Un fondo solidale nato tre anni fa per un’intesa tra ‘Libera’ e Fiom, che coinvolsero il parroco pomiglianese, il prete-operaio, sempre al fianco dei lavoratori in difficolta’, affidandogli il compito di pensare a tutte quelle persone che hanno perso il lavoro, oppure sono in cig, e che gli avrebbero chiesto aiuto nei momenti difficili. Il sindacato, invece, avrebbe provveduto a sensibilizzare i lavoratori per far confluire fondi da destinare ai colleghi in difficolta’.

 

Per tre anni il parroco e’ riuscito ad aiutare decine di persone, per poi subire uno stop a luglio scorso, quando i fondi terminarono.
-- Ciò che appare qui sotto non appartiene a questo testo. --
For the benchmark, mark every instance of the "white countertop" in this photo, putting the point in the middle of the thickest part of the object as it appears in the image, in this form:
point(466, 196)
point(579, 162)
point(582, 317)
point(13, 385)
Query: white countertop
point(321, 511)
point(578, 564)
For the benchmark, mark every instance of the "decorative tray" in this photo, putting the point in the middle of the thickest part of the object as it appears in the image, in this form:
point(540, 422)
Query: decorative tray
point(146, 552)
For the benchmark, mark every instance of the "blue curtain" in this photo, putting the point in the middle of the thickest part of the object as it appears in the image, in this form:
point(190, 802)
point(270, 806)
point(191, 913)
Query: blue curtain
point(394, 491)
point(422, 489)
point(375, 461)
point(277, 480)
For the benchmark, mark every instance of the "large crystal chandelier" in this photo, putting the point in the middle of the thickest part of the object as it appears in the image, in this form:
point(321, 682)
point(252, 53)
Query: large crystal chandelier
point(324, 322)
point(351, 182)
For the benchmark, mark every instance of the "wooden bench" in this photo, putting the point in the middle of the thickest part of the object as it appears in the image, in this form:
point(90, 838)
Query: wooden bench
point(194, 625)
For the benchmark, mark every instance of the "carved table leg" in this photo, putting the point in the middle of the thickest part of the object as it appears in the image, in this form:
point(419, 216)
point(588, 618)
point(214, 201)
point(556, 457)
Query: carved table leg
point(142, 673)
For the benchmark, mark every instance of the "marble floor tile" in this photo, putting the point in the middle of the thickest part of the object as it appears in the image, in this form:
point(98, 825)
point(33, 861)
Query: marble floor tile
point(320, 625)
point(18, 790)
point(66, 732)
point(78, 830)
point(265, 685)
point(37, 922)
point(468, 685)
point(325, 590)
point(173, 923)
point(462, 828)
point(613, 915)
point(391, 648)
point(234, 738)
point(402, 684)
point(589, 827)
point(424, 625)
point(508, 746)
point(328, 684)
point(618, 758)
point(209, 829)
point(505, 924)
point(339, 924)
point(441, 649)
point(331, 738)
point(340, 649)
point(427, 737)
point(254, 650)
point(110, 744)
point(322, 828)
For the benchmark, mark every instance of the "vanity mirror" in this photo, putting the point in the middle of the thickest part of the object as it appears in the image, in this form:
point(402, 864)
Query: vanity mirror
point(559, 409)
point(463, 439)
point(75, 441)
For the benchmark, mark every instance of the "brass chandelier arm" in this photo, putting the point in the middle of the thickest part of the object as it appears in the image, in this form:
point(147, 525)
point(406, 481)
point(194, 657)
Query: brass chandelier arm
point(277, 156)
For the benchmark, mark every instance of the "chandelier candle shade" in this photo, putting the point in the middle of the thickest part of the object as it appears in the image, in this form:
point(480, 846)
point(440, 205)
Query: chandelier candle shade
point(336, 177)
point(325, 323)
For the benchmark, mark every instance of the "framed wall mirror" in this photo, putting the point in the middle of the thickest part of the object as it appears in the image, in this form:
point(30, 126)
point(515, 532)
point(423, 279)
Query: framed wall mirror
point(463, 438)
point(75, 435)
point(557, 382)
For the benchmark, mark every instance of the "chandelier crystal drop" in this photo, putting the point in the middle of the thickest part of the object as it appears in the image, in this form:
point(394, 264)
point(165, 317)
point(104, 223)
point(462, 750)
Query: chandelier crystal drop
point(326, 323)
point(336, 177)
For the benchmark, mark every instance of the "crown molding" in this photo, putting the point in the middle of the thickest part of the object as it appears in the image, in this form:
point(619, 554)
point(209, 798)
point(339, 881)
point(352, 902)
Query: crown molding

Da oggi il via alla nuova campagna di raccolta, che vede coinvolti il parroco e alcuni fedeli della sua parrocchia, che ”tenderanno” letteralmente la mano ai lavoratori delle grandi realta’ campane. Domani si comincia nell’area industriale di Pomigliano d’Arco, davanti agli stabilimenti Avio e Simav. ”Chiederemo un aiuto ai lavoratori – spiega don Peppino – anche un solo euro puo’ fare la differenza. Quei soldi serviranno per bollette, medicinali, e quant’altro necessario a chi ora si trova in difficolta”’.